2) Anda tidak sedang membaca, karena memang sejak kecil dibesarkan oleh orangtua
yang tidak pernah mendekatkan diri anda dengan bacaan. Saya tidak sedang
membaca memang tidak diberi teladan oleh orang tua malah orang tua Anda selalu
mengatakan bahwa membaca itu perbuatan yang hanya buang waktu saja. Pengasuhan
anda, pengalaman masa kanak-kanak anda pada dasarnya membentuk kecenderungan
pribadi dan susunan karakter anda. Itulah sebabnya anda tidak senang membaca. Inilah yang disebut
dengan determinisme psikis. 3) Sedangkan determinisme
lingkungan pada dasarnya mengatakan bahwa anda tidak senang membaca
karena atasan atau bawahan, teman-teman, dan guru atau dosen ada juga yang tidak
senang membaca; di samping itu juga di rumah, di kantor, di sekolah tidak
disediakan perpustakaan; serta tidak ada peraturan perusahaan yang mengharuskan
anda untuk membaca; situasi ekonomi yang kurang mendukung dan tidak adanya
kebijakan nasional tentang minat baca.
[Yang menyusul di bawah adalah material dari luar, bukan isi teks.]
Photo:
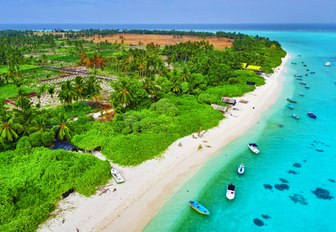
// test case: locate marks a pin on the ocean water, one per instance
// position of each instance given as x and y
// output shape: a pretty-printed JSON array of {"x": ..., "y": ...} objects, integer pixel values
[{"x": 290, "y": 185}]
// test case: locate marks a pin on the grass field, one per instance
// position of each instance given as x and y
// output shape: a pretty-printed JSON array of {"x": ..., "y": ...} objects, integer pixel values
[
  {"x": 24, "y": 67},
  {"x": 162, "y": 40}
]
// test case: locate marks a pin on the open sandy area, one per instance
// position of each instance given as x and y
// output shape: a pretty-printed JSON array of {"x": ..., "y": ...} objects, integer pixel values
[
  {"x": 150, "y": 185},
  {"x": 162, "y": 40}
]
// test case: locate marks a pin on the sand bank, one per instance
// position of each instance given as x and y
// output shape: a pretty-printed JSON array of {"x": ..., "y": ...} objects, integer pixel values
[{"x": 131, "y": 205}]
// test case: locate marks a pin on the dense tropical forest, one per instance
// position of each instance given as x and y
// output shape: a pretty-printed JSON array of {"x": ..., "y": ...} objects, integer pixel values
[{"x": 129, "y": 102}]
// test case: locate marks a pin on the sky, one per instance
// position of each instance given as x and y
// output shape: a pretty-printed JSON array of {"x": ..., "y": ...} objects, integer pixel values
[{"x": 167, "y": 11}]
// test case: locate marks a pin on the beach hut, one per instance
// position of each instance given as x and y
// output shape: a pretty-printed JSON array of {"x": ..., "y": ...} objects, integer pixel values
[
  {"x": 230, "y": 101},
  {"x": 254, "y": 68},
  {"x": 222, "y": 109}
]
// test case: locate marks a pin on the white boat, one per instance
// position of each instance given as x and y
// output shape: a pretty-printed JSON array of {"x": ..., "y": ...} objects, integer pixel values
[
  {"x": 117, "y": 176},
  {"x": 254, "y": 148},
  {"x": 230, "y": 192},
  {"x": 241, "y": 169}
]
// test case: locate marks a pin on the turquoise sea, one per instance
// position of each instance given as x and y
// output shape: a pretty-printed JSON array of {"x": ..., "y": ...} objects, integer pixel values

Seseorang atau sesuatu di lingkungan
andalah yang bertanggungjawab atas tidak adanya minat baca pada diri anda.
Sesungguhnya upaya menumbuhkan motivasi membaca dapat bersumber dari empat dimensi manusia (mental, emosional,
spiritual, dan fisik). Dengan menghidupkan satu atau lebih dimensi manusia
tersebut seseorang dapat termotivasi dalam membaca. Keempat dimensi tersebut
apabila diartikulasikan ke dalam bentuk kegiatan manusia maka akan seperti
berikut: Visualisasi (visualitation)
untuk dimensi mental; Tanggung jawab (responsibility)
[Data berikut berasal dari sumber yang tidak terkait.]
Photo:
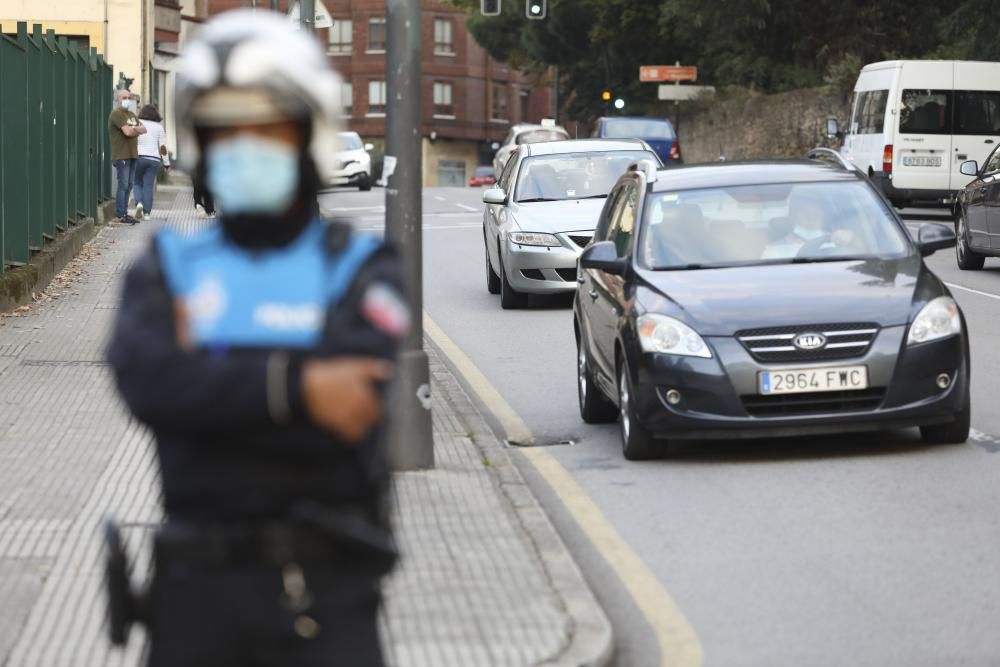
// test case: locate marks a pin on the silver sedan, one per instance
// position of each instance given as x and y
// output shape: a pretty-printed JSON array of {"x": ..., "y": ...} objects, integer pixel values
[{"x": 544, "y": 210}]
untuk dimensi spiritual; Kenyamanan dan kesukaan (excited) untuk dimensi emosional; Gerakan (move) untuk dimensi fisik.
Manusia pada dasarnya memiliki kemampuan memotivasi diri untuk membaca yang
tidak terbatas. Semakin besar upaya untuk menyalakan sumber pemicu motivasi
semakin besar motivasi yang dihasilkan. Akan tetapi untuk memulainya, langkah
yang paling awal dan paling penting adalah melakukan penyadaran.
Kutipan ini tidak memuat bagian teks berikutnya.